Robe based on a design by Leon
Bakst for the ballet
Le Dieu Bleu, 1912, of wool with gilt metal, satin appliques and gilt buttons.

The aesthetics, the music and dance were all part of the final creation. Igor Stravinsky, the premier composer of the earlier twentieth century, was hired by Diaghilev when he was a young man, and went on to create for the company his great works
The Firebird,
Petrushka, The Rite of Spring. Diaghilev promoted to ballet master the young George Ballanchine who went on to co-found the New York City Ballet and create modern ballet in the twentieth century. Diaghilev moved male dancers who had previously been overshadowed by
prima ballerinas to the forefront. Here is Mikhail
Fokin in the ballet
Le Spectre de la Rose from 1914.

Diaghilev's greatest star (and lover) was
Nijinsky, the dancer and choreographer who created ballets which reached far beyond tradition and experimented with the new, futuristic direction of modern dance. Some of his work in fact caused riots and scandal.
Costume design by Leon
Bakst for
Nijinsky as the Faun in
L'Apres Midi d'un Faun. 
Diana
Vreeland said, in 1978 to the
Palm Beach Daily News, that
when the Ballets
Russes opened, "it was a turning point for all the arts. The brilliant colors and bold
rhythms put an end to the paleness and primness of the early part of the century. Nothing has ever been the same since." What a fantastic time to live in Paris, at the dawn of modern art. This deluxe book from The
Monacelli Press is beautifully illustrated and includes a number of varied essays which offer a thorough and lively exploration of the many accomplishments of this extraordinary dance company.

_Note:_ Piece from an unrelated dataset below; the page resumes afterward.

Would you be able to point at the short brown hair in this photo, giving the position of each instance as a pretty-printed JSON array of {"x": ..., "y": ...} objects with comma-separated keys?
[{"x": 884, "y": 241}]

A few years ago, TD and I went on New Year's Eve to see the documentary
Ballets Russes (2005). There was practically no one else in the small, darkened theater. After Diaghilev died, the company continued on in various forms, and some of the dancers were still alive to talk about it. Many of the old dance clips are of course in black and white, and my memory of that movie is that it simply sparkled in the dark with radiance and delight.